以下の条件で毎月返済額を計算してみましょう。月利は簡易的に、年利÷12カ月=0.01÷12として計算します。
借入金額:3000万円 金利:年1.0%(全期間固定金利型)
返済期間:35年(返済回数420回)ボーナス返済:なし 返済方法:元利均等返済
毎月返済額=3000万円×(0.01÷12)×(1+0.01÷12)420乗÷{(1+0.01÷12)420乗-1}
上記の条件における毎月返済額の目安は、約8万4700円と試算できます。
シミュレーションしてみよう
計算式を使い返済額を求めるのは非常に複雑なため、金融機関のシミュレーションサイトを利用するほうがよいでしょう。
上記の例と同じ条件で、住宅金融支援機構のホームページにあるシミュレーションサイトを使い毎月返済額を試算してみましょう。
シミュレーションの結果、毎月返済額は8万5000円になり、自分で計算する場合とほぼ同じ金額です。シミュレーションを使うと総返済額の目安も同時に計算されます。この場合の総返済額の目安は3557万円です。
返済方法
金融機関から融資を受けると、元金(実際に借りた金額)に利息を上乗せして返済します。つまり、『毎月返済額=元金+利息』ということです。
住宅ローンの返済方法には、『元利均等返済方式』と『元金均等返済方式』があります。元利均等返済は以下の右図のように、毎月返済額(元金+利息)が一定の返済方法です。
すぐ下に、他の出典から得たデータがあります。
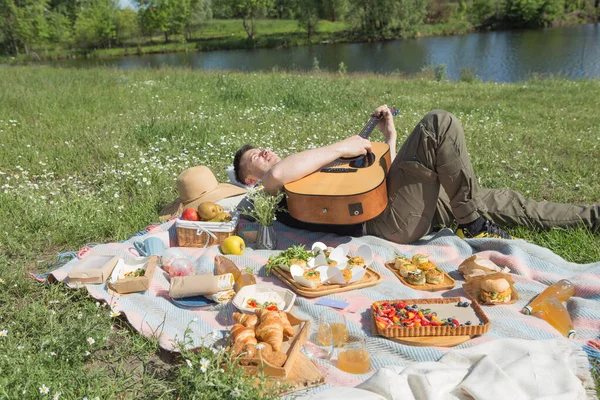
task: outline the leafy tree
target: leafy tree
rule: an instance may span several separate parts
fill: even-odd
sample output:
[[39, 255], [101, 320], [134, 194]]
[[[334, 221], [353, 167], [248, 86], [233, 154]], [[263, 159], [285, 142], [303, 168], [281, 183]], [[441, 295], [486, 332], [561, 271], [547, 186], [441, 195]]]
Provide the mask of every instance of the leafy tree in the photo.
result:
[[468, 17], [474, 26], [489, 25], [497, 17], [497, 0], [473, 0]]
[[70, 45], [73, 40], [71, 20], [58, 11], [49, 11], [46, 15], [48, 22], [48, 42], [58, 45]]
[[340, 21], [346, 17], [348, 7], [348, 0], [321, 0], [321, 15], [329, 21]]
[[131, 8], [119, 10], [117, 13], [116, 38], [119, 44], [136, 39], [140, 34], [138, 14]]
[[367, 35], [413, 36], [427, 14], [427, 0], [352, 0], [351, 21]]
[[48, 38], [46, 0], [0, 0], [0, 31], [9, 53], [19, 54]]
[[117, 11], [117, 0], [90, 0], [75, 21], [78, 46], [110, 47], [117, 37]]
[[296, 0], [274, 0], [268, 16], [277, 19], [294, 19]]
[[508, 0], [508, 21], [519, 27], [545, 26], [562, 14], [564, 0]]
[[298, 26], [310, 39], [319, 26], [319, 0], [299, 0], [296, 8]]
[[267, 9], [273, 6], [273, 0], [226, 0], [236, 18], [242, 18], [244, 30], [248, 39], [256, 35], [256, 18], [266, 14]]
[[192, 39], [192, 33], [204, 21], [212, 18], [210, 0], [191, 0], [190, 15], [186, 21], [185, 31], [188, 39]]

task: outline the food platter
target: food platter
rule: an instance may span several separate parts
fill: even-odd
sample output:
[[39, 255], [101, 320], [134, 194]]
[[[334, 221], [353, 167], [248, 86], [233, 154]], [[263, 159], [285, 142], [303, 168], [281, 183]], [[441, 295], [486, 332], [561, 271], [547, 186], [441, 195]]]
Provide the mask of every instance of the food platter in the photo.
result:
[[450, 290], [454, 286], [456, 286], [456, 281], [454, 279], [452, 279], [452, 277], [450, 275], [448, 275], [446, 273], [446, 271], [443, 271], [444, 280], [442, 281], [442, 283], [439, 283], [437, 285], [434, 285], [431, 283], [424, 283], [422, 285], [412, 284], [405, 277], [400, 275], [400, 273], [394, 268], [394, 264], [395, 264], [395, 260], [390, 260], [390, 261], [386, 261], [384, 265], [387, 269], [392, 271], [398, 279], [400, 279], [400, 282], [402, 282], [404, 285], [406, 285], [410, 288], [413, 288], [415, 290], [423, 290], [426, 292], [437, 292], [439, 290]]
[[349, 290], [362, 289], [369, 286], [375, 286], [381, 281], [381, 275], [377, 272], [373, 271], [371, 268], [366, 268], [365, 275], [361, 280], [349, 283], [345, 285], [340, 284], [323, 284], [317, 286], [316, 288], [309, 288], [306, 286], [300, 285], [298, 282], [294, 281], [292, 275], [280, 269], [279, 267], [273, 267], [271, 269], [271, 273], [281, 279], [283, 283], [288, 285], [290, 289], [292, 289], [296, 294], [303, 297], [321, 297], [334, 293], [347, 292]]
[[[373, 320], [373, 333], [379, 336], [384, 336], [388, 339], [401, 339], [415, 337], [456, 337], [466, 336], [472, 337], [475, 335], [482, 335], [489, 330], [490, 321], [485, 315], [481, 307], [477, 302], [467, 303], [466, 307], [461, 307], [462, 303], [459, 297], [450, 298], [431, 298], [431, 299], [404, 299], [404, 300], [381, 300], [373, 303], [371, 306], [371, 317]], [[390, 317], [381, 317], [381, 311], [378, 310], [382, 305], [392, 305], [396, 309], [398, 304], [404, 304], [404, 306], [415, 306], [417, 308], [430, 309], [432, 315], [434, 314], [434, 320], [431, 324], [405, 324], [405, 320], [402, 320], [402, 324], [391, 323]], [[395, 305], [395, 306], [394, 306]], [[416, 312], [416, 311], [415, 311]], [[421, 311], [419, 311], [420, 313]], [[425, 311], [423, 311], [423, 314]], [[419, 314], [422, 319], [422, 315]], [[447, 321], [447, 318], [451, 317], [454, 324]], [[404, 318], [404, 317], [403, 317]], [[414, 319], [416, 321], [416, 318]], [[387, 323], [387, 325], [386, 325]], [[380, 324], [382, 326], [380, 326]]]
一方、元金均等返済は毎月一定の元金返済分に、元金残高に応じた利息を加えて毎月返済額が算定されます。返済が進み元金残高が減るにつれ利息の支払いが減り、毎月返済額が徐々に減っていく仕組みの返済方法です。
出典:元金均等返済と元利均等返済の違いは何ですか。:よくある質問:長期固定金利住宅ローン
元利均等返済方式
元利均等返済には、以下のメリット・デメリットがあります。
メリット | デメリット |
・毎月返済額が一定で、返済計画が立てやすい ・元金均等返済に比べ返済開始当初の毎月返済額が少ない |
・元金均等返済に比べ総返済額が多い ・返済開始後しばらくは、元金の減り方が遅い |
返済方法を元利均等返済、その他の条件を以下として、返済をシミュレーションすると下表の結果になります。毎月返済額に占める元金と利息の割合が変化することがわかるでしょう。
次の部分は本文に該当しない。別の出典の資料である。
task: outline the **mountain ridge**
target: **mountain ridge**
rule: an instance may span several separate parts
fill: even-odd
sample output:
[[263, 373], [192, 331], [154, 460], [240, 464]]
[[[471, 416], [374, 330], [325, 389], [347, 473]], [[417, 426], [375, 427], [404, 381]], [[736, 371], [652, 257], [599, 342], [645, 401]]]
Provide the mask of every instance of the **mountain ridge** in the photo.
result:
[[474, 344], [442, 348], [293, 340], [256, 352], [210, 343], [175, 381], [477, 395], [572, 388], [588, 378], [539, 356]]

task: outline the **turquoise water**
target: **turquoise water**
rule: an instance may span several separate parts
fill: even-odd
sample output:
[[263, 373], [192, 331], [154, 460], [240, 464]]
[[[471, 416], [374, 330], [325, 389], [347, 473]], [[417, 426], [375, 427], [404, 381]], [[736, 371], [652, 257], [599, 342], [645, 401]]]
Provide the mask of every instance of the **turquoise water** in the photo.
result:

借入額:3000万円、返済期間:30年、金利:年1.5%、全期間固定金利型
年目 | 元金(円) | 利息(円) | 毎月返済額(円) |
初回 | 6万6036 | 3万7500 | 10万3536(※) |
10年目 | 7万6621 | 2万6915 | |
20年目 | 8万9012 | 1万4524 | |
29年目 | 10万1869 | 1667 | |
総額 | 3000万 | 727万2768 | 3727万2768 |
(※最終回(360回目)のみ毎月返済額が10万3344円です)
元金均等返済方式
元金均等返済では毎月決まった金額の元金を返済するため、元利均等返済に比べ元金の減り方が早く利息の支払いを抑えられます。
下表は上記の例と同じ条件で、返済方法を元金均等返済としたときのシミュレーション結果です。毎月の元金の返済額は一定で、利息の支払い額が毎月変わります。
元利均等返済に比べ総返済額を減らせますが、返済開始からしばらくは毎月返済額の負担が大きいのが特徴です。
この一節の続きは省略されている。